Credit cards for purchases and travel misused
The audit says the employees used university-issued credit cards to make $692,239 in purchases that were not permitted under university policy or not properly documented per university policy, or both not permitted and not properly documented. This happened from Jan. 1, 2022, to Aug. 31, 2023, it says.
The audit says the employees involved with the credit card purchases were Cook, former Director of Digital Strategy Morgan Osley-Pratt, and Assistant Vice Chancellor for Marketing and Creative Services Tina Raines, who is still employed at Fayetteville State.
Some of the findings:
• 148 purchases totaling $464,627 were payments to individuals, consultants, or employees.
• 26 purchases totaling $91,340 were for payment of invoices.
• 17 purchases totaling $13,650 for computer equipment or software, travel, or gifts.
• 17 purchases totaling $5,506 were payments made for purchases on Amazon.com
Employees are not allowed to use the university-issued credit cards, known as Purchasing Cards or Procurement Cards, for these purposes, the audit says.
Fayetteville State issues other credit cards, known at Travel Cards, for employees to pay for travel expenses.
The audit says Cook and Osley-Pratt made Travel Card purchases that were not allowed under Fayetteville State travel policy:
• $71,792 for 26 payments to consultants.
• $1,276 for five payments via the CashApp mobile phone payment system.
• $5,395 for 20 purchases for lodging within 35 miles of the university. Employees aren’t allowed to purchase lodging unless their work activity is more than 35 miles away.
Osley-Pratt bought a $299 roundtrip airline ticket for her son to travel with her to Orlando, Florida.
The report says an employee — it doesn’t specify which one — incurred $1,843 in unnecessary travel expenses while visiting New York for a work-related conference:
• $270 to change the airline flight in order to arrive two days early.
• $739 in hotel and food expenses accrued by arriving two days early. These were paid with two university credit cards assigned to Cook.
• $368 to fly first-class to New York and return in premium economy class.

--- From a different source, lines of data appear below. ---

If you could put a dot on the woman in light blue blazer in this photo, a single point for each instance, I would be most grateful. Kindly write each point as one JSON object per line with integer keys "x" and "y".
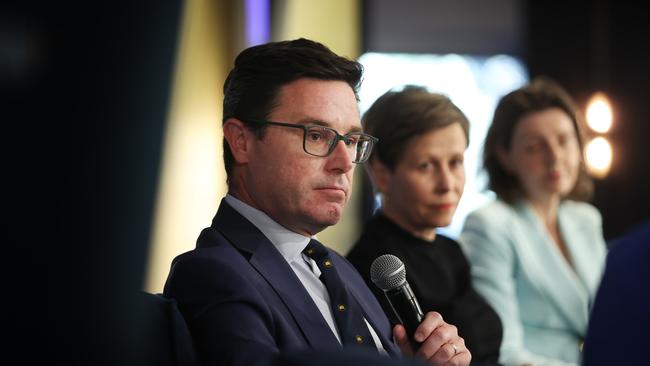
{"x": 537, "y": 252}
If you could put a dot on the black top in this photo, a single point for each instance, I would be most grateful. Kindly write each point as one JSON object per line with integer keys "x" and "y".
{"x": 439, "y": 275}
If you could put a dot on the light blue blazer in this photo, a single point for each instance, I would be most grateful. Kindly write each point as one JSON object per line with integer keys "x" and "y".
{"x": 542, "y": 301}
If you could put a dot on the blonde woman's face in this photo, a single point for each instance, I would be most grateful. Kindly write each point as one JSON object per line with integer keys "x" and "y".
{"x": 424, "y": 189}
{"x": 544, "y": 154}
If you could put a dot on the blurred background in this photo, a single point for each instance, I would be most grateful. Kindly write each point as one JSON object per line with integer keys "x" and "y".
{"x": 114, "y": 112}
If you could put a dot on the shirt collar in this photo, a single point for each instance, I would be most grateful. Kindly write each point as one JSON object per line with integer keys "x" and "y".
{"x": 287, "y": 242}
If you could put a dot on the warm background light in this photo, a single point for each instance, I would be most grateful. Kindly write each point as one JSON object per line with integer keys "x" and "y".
{"x": 599, "y": 113}
{"x": 598, "y": 153}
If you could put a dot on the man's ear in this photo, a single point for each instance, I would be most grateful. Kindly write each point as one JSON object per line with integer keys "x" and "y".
{"x": 238, "y": 138}
{"x": 380, "y": 175}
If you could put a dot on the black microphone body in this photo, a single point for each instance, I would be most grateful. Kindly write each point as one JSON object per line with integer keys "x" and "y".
{"x": 407, "y": 309}
{"x": 389, "y": 274}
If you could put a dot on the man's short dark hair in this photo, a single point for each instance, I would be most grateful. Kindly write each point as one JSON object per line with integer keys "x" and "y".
{"x": 252, "y": 86}
{"x": 541, "y": 94}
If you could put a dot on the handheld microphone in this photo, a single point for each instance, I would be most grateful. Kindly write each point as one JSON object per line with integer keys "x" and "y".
{"x": 388, "y": 273}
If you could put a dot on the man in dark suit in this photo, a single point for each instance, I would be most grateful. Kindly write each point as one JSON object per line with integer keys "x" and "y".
{"x": 250, "y": 291}
{"x": 618, "y": 325}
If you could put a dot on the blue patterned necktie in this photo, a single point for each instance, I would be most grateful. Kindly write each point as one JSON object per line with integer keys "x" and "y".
{"x": 347, "y": 312}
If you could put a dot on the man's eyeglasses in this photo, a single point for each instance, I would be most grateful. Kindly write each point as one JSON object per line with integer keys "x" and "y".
{"x": 321, "y": 141}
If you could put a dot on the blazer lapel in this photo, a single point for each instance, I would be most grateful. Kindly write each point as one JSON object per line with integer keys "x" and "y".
{"x": 556, "y": 278}
{"x": 265, "y": 258}
{"x": 584, "y": 248}
{"x": 374, "y": 315}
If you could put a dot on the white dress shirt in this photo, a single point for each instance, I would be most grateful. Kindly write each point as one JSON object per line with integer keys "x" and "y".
{"x": 290, "y": 245}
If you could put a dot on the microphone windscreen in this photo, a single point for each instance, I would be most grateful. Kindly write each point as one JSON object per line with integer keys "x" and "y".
{"x": 387, "y": 272}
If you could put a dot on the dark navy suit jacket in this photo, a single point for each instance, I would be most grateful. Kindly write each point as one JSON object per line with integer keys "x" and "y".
{"x": 244, "y": 304}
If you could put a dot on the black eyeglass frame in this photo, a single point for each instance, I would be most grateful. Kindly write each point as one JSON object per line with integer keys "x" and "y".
{"x": 345, "y": 138}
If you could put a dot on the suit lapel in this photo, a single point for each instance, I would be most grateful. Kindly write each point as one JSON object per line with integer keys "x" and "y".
{"x": 556, "y": 278}
{"x": 374, "y": 315}
{"x": 270, "y": 264}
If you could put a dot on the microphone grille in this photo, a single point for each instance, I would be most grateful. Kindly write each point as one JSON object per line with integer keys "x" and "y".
{"x": 387, "y": 272}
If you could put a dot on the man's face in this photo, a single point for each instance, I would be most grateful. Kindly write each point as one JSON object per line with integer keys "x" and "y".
{"x": 304, "y": 193}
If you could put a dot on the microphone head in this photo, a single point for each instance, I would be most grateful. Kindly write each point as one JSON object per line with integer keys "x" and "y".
{"x": 387, "y": 272}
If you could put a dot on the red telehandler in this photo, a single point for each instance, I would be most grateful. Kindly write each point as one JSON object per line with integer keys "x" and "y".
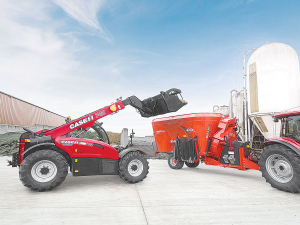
{"x": 212, "y": 139}
{"x": 82, "y": 145}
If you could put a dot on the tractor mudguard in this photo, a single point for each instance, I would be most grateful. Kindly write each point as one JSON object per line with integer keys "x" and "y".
{"x": 33, "y": 148}
{"x": 124, "y": 152}
{"x": 289, "y": 145}
{"x": 43, "y": 146}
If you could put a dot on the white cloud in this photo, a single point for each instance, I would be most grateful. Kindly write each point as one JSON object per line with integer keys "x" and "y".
{"x": 85, "y": 12}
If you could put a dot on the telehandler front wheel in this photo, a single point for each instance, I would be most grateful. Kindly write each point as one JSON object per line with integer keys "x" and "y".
{"x": 175, "y": 164}
{"x": 133, "y": 167}
{"x": 43, "y": 170}
{"x": 192, "y": 165}
{"x": 280, "y": 166}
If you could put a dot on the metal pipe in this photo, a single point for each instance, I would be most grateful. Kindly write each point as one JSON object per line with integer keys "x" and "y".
{"x": 231, "y": 104}
{"x": 245, "y": 100}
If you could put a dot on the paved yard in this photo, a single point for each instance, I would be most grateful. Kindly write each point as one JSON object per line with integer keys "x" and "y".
{"x": 203, "y": 195}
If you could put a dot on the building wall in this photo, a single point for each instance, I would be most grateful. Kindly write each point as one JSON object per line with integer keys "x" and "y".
{"x": 15, "y": 113}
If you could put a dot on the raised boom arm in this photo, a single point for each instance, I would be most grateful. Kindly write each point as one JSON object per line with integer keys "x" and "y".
{"x": 163, "y": 103}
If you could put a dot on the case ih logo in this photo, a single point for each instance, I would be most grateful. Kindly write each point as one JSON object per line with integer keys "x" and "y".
{"x": 80, "y": 122}
{"x": 160, "y": 131}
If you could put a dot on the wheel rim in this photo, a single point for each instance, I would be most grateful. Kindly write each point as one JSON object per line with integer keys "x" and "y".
{"x": 173, "y": 161}
{"x": 43, "y": 171}
{"x": 279, "y": 168}
{"x": 135, "y": 168}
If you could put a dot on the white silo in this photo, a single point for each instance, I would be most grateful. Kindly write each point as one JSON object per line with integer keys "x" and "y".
{"x": 273, "y": 84}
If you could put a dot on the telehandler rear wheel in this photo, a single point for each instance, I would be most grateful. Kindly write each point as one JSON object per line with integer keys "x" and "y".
{"x": 175, "y": 164}
{"x": 280, "y": 166}
{"x": 133, "y": 167}
{"x": 43, "y": 170}
{"x": 192, "y": 165}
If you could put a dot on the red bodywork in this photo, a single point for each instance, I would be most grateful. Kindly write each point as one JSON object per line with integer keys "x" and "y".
{"x": 203, "y": 127}
{"x": 78, "y": 147}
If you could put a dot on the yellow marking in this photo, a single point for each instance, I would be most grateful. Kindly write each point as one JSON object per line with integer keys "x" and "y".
{"x": 113, "y": 107}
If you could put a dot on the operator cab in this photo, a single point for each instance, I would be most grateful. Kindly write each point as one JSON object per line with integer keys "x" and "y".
{"x": 290, "y": 124}
{"x": 96, "y": 132}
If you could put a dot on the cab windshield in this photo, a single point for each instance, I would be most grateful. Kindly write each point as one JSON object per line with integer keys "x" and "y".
{"x": 293, "y": 127}
{"x": 96, "y": 132}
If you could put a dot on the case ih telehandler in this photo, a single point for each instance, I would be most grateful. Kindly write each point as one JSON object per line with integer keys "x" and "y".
{"x": 212, "y": 139}
{"x": 82, "y": 144}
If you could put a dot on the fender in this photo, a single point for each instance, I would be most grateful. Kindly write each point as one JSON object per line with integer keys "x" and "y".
{"x": 37, "y": 146}
{"x": 124, "y": 152}
{"x": 288, "y": 142}
{"x": 51, "y": 145}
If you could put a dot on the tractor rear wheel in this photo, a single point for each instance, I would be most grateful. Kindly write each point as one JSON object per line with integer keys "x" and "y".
{"x": 280, "y": 166}
{"x": 43, "y": 170}
{"x": 133, "y": 167}
{"x": 175, "y": 164}
{"x": 192, "y": 165}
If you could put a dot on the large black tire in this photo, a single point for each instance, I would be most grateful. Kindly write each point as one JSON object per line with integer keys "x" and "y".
{"x": 192, "y": 165}
{"x": 133, "y": 167}
{"x": 175, "y": 164}
{"x": 280, "y": 166}
{"x": 43, "y": 170}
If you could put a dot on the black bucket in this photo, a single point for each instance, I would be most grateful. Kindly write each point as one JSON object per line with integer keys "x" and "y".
{"x": 160, "y": 104}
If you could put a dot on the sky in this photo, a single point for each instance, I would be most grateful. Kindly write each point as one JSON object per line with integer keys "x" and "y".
{"x": 73, "y": 57}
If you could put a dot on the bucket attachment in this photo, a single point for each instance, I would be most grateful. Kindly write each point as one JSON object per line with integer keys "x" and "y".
{"x": 160, "y": 104}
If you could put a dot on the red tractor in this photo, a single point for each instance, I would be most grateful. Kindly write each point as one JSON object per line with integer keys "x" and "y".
{"x": 82, "y": 145}
{"x": 212, "y": 139}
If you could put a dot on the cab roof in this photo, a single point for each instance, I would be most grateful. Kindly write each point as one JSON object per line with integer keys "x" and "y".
{"x": 286, "y": 114}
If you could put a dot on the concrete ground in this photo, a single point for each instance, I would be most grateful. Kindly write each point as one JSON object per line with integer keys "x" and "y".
{"x": 203, "y": 195}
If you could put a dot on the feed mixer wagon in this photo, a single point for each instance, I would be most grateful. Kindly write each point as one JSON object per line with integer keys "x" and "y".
{"x": 212, "y": 139}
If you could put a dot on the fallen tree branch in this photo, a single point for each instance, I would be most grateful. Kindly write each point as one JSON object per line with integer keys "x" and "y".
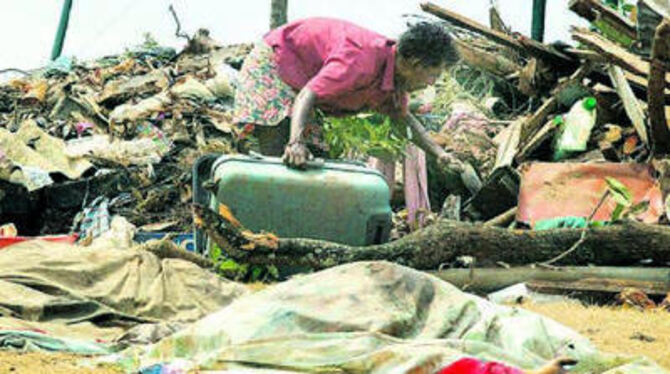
{"x": 614, "y": 53}
{"x": 660, "y": 134}
{"x": 582, "y": 237}
{"x": 178, "y": 33}
{"x": 443, "y": 242}
{"x": 14, "y": 70}
{"x": 595, "y": 10}
{"x": 531, "y": 47}
{"x": 630, "y": 103}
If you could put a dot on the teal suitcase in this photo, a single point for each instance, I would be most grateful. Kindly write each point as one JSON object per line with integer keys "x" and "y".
{"x": 342, "y": 202}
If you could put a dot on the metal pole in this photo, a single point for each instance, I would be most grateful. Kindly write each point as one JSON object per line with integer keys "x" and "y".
{"x": 537, "y": 28}
{"x": 278, "y": 13}
{"x": 62, "y": 29}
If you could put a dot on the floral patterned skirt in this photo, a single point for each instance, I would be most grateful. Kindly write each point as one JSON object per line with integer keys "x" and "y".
{"x": 262, "y": 98}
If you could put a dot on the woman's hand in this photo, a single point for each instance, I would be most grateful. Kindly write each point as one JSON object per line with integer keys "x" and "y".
{"x": 296, "y": 155}
{"x": 556, "y": 366}
{"x": 450, "y": 162}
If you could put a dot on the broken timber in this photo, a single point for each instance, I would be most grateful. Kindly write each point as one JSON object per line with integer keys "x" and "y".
{"x": 614, "y": 53}
{"x": 532, "y": 47}
{"x": 660, "y": 54}
{"x": 595, "y": 10}
{"x": 490, "y": 62}
{"x": 444, "y": 241}
{"x": 630, "y": 103}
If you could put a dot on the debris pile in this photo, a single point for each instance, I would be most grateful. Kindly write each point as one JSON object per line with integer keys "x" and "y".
{"x": 601, "y": 103}
{"x": 126, "y": 127}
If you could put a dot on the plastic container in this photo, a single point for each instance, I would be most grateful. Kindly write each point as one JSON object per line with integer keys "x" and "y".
{"x": 184, "y": 240}
{"x": 576, "y": 128}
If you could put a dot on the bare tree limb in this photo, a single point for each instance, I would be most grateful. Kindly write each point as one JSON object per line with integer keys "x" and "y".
{"x": 178, "y": 33}
{"x": 660, "y": 134}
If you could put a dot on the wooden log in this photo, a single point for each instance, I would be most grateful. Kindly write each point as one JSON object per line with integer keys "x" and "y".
{"x": 660, "y": 54}
{"x": 594, "y": 10}
{"x": 600, "y": 285}
{"x": 614, "y": 53}
{"x": 533, "y": 143}
{"x": 492, "y": 63}
{"x": 444, "y": 241}
{"x": 503, "y": 219}
{"x": 492, "y": 279}
{"x": 509, "y": 143}
{"x": 532, "y": 47}
{"x": 537, "y": 119}
{"x": 630, "y": 102}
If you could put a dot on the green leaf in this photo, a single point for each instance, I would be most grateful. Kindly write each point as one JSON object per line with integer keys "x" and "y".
{"x": 616, "y": 213}
{"x": 639, "y": 208}
{"x": 256, "y": 273}
{"x": 619, "y": 191}
{"x": 273, "y": 272}
{"x": 229, "y": 265}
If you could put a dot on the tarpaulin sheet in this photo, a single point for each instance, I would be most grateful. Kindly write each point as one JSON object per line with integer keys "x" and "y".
{"x": 551, "y": 190}
{"x": 369, "y": 317}
{"x": 62, "y": 283}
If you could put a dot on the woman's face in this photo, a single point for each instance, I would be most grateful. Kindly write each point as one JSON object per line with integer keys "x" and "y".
{"x": 415, "y": 76}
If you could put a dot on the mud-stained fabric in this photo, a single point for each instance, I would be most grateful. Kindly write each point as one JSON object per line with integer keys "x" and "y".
{"x": 364, "y": 318}
{"x": 61, "y": 283}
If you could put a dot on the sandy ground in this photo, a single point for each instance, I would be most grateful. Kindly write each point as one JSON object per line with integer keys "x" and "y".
{"x": 615, "y": 329}
{"x": 612, "y": 329}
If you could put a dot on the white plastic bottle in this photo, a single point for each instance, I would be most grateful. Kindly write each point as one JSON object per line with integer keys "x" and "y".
{"x": 577, "y": 127}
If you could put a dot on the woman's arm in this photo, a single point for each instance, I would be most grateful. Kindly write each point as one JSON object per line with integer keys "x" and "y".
{"x": 296, "y": 153}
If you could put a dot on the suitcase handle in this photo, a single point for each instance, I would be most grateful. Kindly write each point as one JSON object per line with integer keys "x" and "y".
{"x": 317, "y": 163}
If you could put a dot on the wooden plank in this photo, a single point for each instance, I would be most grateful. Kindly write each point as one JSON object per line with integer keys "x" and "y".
{"x": 543, "y": 134}
{"x": 490, "y": 62}
{"x": 530, "y": 46}
{"x": 613, "y": 52}
{"x": 509, "y": 145}
{"x": 660, "y": 55}
{"x": 592, "y": 10}
{"x": 630, "y": 102}
{"x": 533, "y": 124}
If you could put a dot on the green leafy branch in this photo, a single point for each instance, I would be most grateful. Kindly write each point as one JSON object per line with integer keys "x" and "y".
{"x": 364, "y": 135}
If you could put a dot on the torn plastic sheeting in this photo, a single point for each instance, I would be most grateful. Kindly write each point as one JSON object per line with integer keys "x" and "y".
{"x": 35, "y": 341}
{"x": 192, "y": 88}
{"x": 409, "y": 322}
{"x": 29, "y": 155}
{"x": 141, "y": 151}
{"x": 7, "y": 241}
{"x": 141, "y": 110}
{"x": 550, "y": 190}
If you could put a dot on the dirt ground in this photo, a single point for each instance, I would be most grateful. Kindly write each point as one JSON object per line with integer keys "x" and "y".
{"x": 615, "y": 329}
{"x": 612, "y": 329}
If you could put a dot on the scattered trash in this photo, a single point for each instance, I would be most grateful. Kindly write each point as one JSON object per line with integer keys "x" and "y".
{"x": 548, "y": 191}
{"x": 642, "y": 337}
{"x": 576, "y": 128}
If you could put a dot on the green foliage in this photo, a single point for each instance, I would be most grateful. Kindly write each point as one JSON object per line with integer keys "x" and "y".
{"x": 149, "y": 41}
{"x": 624, "y": 208}
{"x": 364, "y": 135}
{"x": 231, "y": 269}
{"x": 622, "y": 6}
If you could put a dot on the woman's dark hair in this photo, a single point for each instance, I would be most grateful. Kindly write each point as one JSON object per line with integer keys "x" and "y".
{"x": 429, "y": 42}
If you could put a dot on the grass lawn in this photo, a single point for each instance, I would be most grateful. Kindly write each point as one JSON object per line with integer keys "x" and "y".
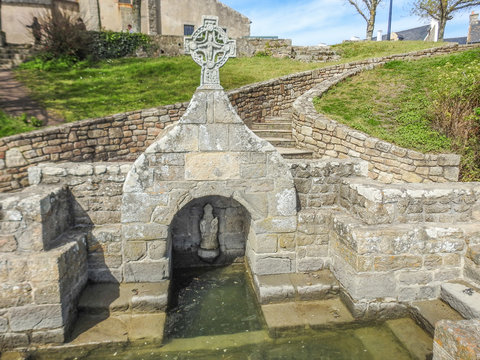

• $287 for a ride-share trip to and from a spa.
• $179 for a ride-share trip for a dinner.
Conflict of interest with side businesses
The university paid private businesses operated by four former employees — Cook, Osley-Pratt, former Digital Content Coordinator Ashley Moore, and former Copywriting Assistant Alta Braxton — a total of $165,570 while they also paid employees of the university, the audit says. Moore and Braxton were temporary employees, Fayetteville State told CityView.
This put them in a potential conflict of interest, the audit says. According to university policy, the audit says, a conflict of interest occurs when an employee’s performance of her job duties could be influenced by her financial interests.
The audit says:
• Cook’s business was paid $5,600.
• Osley-Pratt’s business was paid $48,733.
• Moore’s business was paid $54,287.
• Braxton’s business was paid $56,950.
The audit doesn’t name the businesses that received the money.
What is Fayetteville State doing about this?
In his letter to the state auditor, Chancellor Allison said Fayetteville State is taking steps to address the problems the auditor’s staff uncovered.
“The University agrees with the findings and recommendations presented and remains fiercely committed to conducting business in an ethical manner to retain public confidence,” he wrote.
Allison said two of the three permanent employees cited in the audit no longer work there. These are Cook and Osley-Pratt. He listed other steps including hiring new people to oversee purchasing and contracts, and more monitoring of payments, among other efforts.
“The University has conducted a campus-wide retraining on purchasing and travel card policies; conducted meetings with division units on Office of Human Resources processes which included a review of the University's Conflict of Interest policy and procedures; and improved our overall internal controls,” Allison wrote. “In collaboration with the UNC System, the plan moving forward includes a continuous culture of training and educating its employees and making ongoing process improvements.”